Taxi Téhéran

Résister, un impératif cinématographique


Véritable objet d'art cinématographique, le film de Jafar Panahi nous entraîne sans cesse aux limites entre réel et fiction, entre film et documentaire, entre réalité et idéologie, résignation et résistance.

Interdit d'exercer son art depuis 2010, le réalisateur iranien sait admirablement utiliser la contrainte, la situation qui lui est imposée, pour imaginer une nouvelle manière de filmer coûte que coûte. Loin des plateaux et des studios, il transforme un taxi en studio. Sans acteurs, il fait rejouer à ses amis des scènes de la vie ordinaire mais avec des dialogues tellement scénarisés qu'ils semblent réels et spontanés, nous donnant une vision très particulière de la société iranienne contemporaine.

En une succession d'une dizaine de scènes, condensées sur une apparente journée de taxi, Panahi déroule les thèmes qui ont déjà marqué son œuvre, notamment la place des femmes, la disproportion des peines, la culpabilité et la sanction. Il nous livre un film sur l'équilibre, ou plutôt le déséquilibre, d'une société qui punit outre mesure, et qui de ce fait empêche la justice qu'elle prétend incarner.
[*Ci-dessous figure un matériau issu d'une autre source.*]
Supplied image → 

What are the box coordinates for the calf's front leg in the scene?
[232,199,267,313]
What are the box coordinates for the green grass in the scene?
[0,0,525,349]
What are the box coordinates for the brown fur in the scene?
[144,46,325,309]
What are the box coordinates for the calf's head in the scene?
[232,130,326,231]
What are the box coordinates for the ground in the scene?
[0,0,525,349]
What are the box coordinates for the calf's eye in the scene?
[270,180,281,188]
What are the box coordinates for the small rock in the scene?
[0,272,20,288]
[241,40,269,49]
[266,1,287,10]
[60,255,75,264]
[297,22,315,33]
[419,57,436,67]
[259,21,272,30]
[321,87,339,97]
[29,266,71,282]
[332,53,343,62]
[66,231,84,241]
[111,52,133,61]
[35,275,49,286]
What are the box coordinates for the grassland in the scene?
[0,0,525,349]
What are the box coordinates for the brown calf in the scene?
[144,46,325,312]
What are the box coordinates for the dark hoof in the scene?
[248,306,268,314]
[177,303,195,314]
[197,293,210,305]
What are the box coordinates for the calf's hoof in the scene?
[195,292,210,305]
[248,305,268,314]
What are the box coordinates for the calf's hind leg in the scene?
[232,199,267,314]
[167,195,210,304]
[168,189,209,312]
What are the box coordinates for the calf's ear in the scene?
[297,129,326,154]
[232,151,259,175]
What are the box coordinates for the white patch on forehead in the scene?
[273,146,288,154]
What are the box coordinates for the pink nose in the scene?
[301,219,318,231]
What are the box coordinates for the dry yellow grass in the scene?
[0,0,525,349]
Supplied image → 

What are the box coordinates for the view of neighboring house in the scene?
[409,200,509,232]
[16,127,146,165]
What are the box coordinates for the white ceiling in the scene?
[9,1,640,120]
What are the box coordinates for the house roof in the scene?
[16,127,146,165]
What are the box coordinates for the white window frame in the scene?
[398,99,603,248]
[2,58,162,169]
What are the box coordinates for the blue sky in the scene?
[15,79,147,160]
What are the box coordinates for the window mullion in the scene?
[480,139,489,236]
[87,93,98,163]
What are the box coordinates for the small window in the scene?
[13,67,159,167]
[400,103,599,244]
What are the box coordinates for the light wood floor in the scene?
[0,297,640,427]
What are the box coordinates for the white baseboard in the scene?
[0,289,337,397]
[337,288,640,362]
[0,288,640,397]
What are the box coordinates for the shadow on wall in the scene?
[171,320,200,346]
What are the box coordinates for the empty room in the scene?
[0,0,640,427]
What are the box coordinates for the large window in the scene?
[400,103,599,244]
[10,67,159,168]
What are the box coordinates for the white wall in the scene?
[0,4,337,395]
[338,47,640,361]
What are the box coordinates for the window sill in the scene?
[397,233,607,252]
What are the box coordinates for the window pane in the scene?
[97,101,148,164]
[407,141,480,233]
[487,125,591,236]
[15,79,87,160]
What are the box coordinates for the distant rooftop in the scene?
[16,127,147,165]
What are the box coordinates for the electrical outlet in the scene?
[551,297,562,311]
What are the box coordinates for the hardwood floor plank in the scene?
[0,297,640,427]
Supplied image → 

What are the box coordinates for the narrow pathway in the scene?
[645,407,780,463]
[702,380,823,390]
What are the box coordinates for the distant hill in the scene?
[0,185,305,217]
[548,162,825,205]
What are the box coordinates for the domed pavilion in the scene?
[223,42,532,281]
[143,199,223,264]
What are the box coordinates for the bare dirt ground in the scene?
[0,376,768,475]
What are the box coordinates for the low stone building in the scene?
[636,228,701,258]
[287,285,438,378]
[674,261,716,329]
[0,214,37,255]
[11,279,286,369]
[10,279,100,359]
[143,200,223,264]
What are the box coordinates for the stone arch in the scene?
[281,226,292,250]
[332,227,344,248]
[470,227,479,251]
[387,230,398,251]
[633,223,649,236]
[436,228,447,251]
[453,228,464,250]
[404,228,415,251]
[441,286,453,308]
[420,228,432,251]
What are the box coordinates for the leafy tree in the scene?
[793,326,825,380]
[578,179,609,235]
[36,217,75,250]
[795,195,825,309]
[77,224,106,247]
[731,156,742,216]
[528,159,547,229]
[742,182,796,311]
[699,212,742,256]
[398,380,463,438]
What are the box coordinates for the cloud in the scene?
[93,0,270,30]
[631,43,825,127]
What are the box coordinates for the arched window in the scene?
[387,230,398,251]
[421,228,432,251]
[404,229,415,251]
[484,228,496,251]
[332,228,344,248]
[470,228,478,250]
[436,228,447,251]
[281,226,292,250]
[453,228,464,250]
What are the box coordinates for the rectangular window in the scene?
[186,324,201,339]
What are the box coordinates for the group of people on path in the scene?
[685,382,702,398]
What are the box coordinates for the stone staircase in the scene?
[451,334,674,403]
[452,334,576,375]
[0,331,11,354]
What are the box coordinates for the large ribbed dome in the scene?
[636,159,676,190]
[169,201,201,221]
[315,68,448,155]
Nulle dimension religieuse dans cette critique, ni même dans le totalitarisme qu'elle dénonce. Panahi ne se place pas sur ce terrain, même s'il brocarde la superstition de ces deux sœurs croyant à l'immortalité au prix d'un poisson dans un bassin. C'est l'injustice d'un État qui prétend régenter même la réalité, éradiquer "noirceur" et représenter des personnages "positifs".

Exactement ce à quoi se refuse Panahi, travestir la réalité pour qu'elle devienne conforme à la raison d'État mais au contraire utiliser tous les artifices du cinéma pour décrire une société.

Un magnifique message de résistance.